主演はマーク・ウォールバーグで、トミーというボストン警察の巡査部長を演じている。彼の姿を見ていると、ぬいぐるみの『テッド』が腰をふって出てきそうな気がする。でもそれは最初だけだった。
ボストンマラソンの警備についたマークは、すぐ近くで爆破を目撃する。一瞬で華やかな世界が血の海に染まる。大勢の人が逃げまどい、誰かのちぎれた足が歩道に放置されている。もうボクの頭に『テッド』を登場させることはできなくなった。
この直後から、全ボストンが、いや全米が力を合わせる。FBIの主導のもと意見の衝突を繰り返しながらも、ボストン警察だけでなく、州知事、市長までもが犯人逮捕に全力で突き進む。彼らの執念が、この映画の中盤で痛いほど伝わってくる。
新しい映画なのでネタバレはしないけれど、後半の犯人逮捕に至るまで息を飲むシーンの連続だった。犯人に射殺された警察官、この事件の被害に遭った人、目撃した人、犯人の友人、犯人に拉致されつつ逃げ出して通報した人、犯人の一人を取り押さえた初老の警官等が、爆破事件の前に見事に配列されている。
爆発を合図にするかのように、それらの人たちが自分たちの運命に直面させられる。そしてラストになってそれらの運命が完璧につながっていく。テロの怖さをリアルに感じつつ、警察関係者が犯人逮捕に向けてどれだけ命をかけたかを知ることができる作品だった。

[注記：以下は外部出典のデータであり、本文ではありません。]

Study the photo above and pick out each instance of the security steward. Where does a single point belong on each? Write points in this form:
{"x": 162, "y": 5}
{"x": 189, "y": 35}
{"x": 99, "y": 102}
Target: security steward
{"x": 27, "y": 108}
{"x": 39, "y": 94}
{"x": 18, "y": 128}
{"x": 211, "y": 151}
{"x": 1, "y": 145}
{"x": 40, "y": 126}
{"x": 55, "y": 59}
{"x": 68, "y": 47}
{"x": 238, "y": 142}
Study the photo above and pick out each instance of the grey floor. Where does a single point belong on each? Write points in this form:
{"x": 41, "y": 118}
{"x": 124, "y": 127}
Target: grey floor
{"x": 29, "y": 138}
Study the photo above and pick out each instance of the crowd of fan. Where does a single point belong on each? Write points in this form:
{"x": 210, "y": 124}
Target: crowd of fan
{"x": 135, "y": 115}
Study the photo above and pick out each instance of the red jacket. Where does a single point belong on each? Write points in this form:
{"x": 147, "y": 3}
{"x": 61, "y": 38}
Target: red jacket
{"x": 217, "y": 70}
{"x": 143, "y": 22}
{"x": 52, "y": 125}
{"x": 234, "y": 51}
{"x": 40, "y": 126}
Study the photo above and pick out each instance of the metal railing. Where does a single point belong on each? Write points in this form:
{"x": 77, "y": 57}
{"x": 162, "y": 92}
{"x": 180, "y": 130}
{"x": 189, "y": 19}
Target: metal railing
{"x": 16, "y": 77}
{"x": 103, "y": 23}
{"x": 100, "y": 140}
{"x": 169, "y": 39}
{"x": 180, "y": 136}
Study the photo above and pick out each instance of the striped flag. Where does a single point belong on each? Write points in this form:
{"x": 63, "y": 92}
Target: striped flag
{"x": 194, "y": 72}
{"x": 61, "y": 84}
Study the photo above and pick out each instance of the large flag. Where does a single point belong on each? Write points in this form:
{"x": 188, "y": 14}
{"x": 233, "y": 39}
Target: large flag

おそらく映画なので、少しは内容を盛っているだろうと思っていた。だけどあとから調べてみると、ほぼ事実どうりに映像化されている。よく撮影したなぁ、とマジで感心してしまった。
映画のラストに、登場人物本人たちが登場する。爆発で片足を失った若い男性が義足でマラソンに挑戦していた。そしてゴールしたとき、同じく片足を失った妻が笑顔で出迎えていた。もうそれだけ胸がジンして、涙で映像がにじんでしまう。
恐ろしいテロだったけれど、それに屈しないというアメリカ人の決意を感じた作品だった。登場人物の一人が言う。「恐ろしい悪意に勝つには愛しかない」と。そのことをまっすぐに証明してくれる作品だと思う。